Marta: De esa crisis nació la Generación del 98. Y entender su origen es entender el porqué de sus obras. Estás escuchando Studyfi Podcast.
Lucas: Antes de lanzarnos a los nombres y los libros, vamos a aclarar algo. Marta, cuando escuchas "generación", ¿en qué piensas?
Marta: Pues, en un grupo de gente que nació más o menos en la misma época, que vivió los mismos eventos clave... como los millennials o la Generación Z, ¿no?
Lucas: ¡Exacto! Y en literatura es muy parecido. Una generación literaria es un grupo de autores que comparten varias cosas: nacieron en fechas cercanas, tuvieron una formación intelectual similar y, lo más importante, fueron marcados por un mismo acontecimiento histórico.
Marta: En este caso, el Desastre del 98. La pérdida de las colonias. Ese fue su "evento bisagra", el que definió su forma de ver el mundo.
Lucas: Precisamente. Se sintieron moral e intelectualmente afectados por esa derrota. No fue solo una pérdida de territorio, fue una crisis de identidad nacional. Y su reacción fue coger la pluma y empezar a preguntarse: ¿Qué es España? ¿A dónde vamos?
Marta: Para entender su rabia, hay que ver cómo era la España en la que vivían. Estamos en la época de la Restauración Borbónica. ¿Qué significa eso, Lucas?
Lucas: Pues, después de un brevísimo intento de república, en 1874 volvió la monarquía. Pero era una democracia un poco de cartón piedra. Los dos grandes partidos, el conservador y el liberal, se turnaban en el poder de forma pactada.
Marta: El famoso "turnismo". Suena estable, pero ¿era real?

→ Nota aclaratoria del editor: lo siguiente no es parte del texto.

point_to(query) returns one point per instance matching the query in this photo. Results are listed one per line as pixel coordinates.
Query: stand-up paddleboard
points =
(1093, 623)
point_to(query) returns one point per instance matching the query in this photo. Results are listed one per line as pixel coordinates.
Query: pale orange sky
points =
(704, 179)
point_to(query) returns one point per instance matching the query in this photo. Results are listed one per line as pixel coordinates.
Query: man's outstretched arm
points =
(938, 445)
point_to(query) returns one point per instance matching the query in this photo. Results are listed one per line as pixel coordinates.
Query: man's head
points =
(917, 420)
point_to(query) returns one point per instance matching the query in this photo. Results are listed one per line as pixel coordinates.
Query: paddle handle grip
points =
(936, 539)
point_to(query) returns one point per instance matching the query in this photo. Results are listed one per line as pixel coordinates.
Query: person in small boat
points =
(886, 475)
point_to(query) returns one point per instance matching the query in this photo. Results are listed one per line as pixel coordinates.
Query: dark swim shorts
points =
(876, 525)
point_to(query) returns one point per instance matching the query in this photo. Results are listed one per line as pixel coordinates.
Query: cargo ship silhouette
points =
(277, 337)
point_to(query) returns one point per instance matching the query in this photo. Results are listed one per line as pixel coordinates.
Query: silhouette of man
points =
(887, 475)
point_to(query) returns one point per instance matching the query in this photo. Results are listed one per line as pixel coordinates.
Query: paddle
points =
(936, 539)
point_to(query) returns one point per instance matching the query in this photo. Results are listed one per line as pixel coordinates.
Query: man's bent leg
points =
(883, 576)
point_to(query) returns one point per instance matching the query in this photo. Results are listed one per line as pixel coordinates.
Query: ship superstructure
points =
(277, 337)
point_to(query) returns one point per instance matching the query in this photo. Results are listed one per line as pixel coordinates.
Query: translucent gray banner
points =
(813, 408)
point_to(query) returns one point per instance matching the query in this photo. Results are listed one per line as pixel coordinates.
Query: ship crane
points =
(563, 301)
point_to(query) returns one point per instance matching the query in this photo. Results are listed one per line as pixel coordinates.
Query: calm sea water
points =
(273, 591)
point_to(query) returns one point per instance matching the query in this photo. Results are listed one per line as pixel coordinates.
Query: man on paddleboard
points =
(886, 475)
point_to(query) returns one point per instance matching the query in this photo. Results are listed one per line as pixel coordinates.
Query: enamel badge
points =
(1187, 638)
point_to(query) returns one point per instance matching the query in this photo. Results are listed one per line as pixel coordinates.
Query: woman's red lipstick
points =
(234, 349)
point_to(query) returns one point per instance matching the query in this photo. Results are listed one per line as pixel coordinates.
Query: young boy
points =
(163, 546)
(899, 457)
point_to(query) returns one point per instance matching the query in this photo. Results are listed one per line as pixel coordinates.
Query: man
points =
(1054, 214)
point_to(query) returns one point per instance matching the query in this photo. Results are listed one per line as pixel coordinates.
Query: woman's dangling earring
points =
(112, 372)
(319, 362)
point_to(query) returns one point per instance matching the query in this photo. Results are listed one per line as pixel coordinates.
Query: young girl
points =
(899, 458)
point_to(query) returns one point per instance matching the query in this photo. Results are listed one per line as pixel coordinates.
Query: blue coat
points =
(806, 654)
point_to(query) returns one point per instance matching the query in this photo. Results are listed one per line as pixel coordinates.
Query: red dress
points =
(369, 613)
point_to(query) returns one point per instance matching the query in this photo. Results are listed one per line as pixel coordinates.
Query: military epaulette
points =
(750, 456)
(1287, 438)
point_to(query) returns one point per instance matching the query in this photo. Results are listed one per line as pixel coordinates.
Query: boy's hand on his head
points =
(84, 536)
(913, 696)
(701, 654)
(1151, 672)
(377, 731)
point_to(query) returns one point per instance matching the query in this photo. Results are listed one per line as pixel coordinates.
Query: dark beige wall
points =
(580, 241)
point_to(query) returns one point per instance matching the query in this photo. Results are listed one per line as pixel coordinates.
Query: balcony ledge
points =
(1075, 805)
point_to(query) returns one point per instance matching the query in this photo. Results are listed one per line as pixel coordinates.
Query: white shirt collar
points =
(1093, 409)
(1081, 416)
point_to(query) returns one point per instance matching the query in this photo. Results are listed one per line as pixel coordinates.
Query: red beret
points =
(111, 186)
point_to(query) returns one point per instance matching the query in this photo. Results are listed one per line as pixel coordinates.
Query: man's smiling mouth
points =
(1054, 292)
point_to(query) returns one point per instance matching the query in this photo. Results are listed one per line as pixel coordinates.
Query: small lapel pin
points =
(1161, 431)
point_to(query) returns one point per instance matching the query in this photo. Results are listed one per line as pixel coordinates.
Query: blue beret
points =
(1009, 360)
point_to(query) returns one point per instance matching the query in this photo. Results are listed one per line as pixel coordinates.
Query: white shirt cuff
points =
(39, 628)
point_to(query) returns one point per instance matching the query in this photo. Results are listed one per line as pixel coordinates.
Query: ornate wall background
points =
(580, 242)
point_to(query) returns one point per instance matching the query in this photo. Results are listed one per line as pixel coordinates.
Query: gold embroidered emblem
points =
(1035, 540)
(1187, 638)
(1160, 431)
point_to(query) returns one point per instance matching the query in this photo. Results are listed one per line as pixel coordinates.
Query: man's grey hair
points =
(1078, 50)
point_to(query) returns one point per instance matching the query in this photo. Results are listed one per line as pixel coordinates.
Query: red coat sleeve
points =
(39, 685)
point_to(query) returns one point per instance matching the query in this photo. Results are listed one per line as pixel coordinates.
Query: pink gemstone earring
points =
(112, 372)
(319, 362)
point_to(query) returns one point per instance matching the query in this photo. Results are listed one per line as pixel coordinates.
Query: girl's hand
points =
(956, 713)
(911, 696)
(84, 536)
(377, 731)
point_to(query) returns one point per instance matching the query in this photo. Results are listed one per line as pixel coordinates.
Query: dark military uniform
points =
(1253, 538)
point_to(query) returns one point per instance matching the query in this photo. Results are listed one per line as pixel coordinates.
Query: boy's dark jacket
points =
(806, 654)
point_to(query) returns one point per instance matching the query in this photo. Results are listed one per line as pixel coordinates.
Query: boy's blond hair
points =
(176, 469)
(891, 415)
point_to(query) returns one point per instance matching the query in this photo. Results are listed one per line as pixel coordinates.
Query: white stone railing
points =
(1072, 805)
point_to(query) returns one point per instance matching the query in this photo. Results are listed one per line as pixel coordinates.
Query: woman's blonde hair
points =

Lucas: Para nada. Por debajo, era un sistema corrupto. Mientras los políticos jugaban a la alternancia, la mayoría de la gente, obreros y campesinos, vivían en la miseria. Había una tensión social enorme.
Marta: Y los del 98 veían todo esto. Veían una España oficial, la de los discursos y los desfiles, que parecía fuerte, y una España real, que estaba rota y era pobre.
Lucas: Exacto. Y cuando en 1898 Estados Unidos les da una paliza y les quita las colonias, esa fachada se cae a pedazos. El emperador, de repente, estaba desnudo. Y ellos estaban allí para contarlo.
Marta: ¿Y de dónde sale el nombre "Generación del 98"? ¿Se llamaban así entre ellos? ¿Tenían un grupo de WhatsApp?
Lucas: Ojalá. No, el término lo acuñó y popularizó uno de ellos, José Martínez Ruiz, mucho más conocido por su seudónimo: Azorín. Fue en una serie de ensayos que publicó alrededor de 1913.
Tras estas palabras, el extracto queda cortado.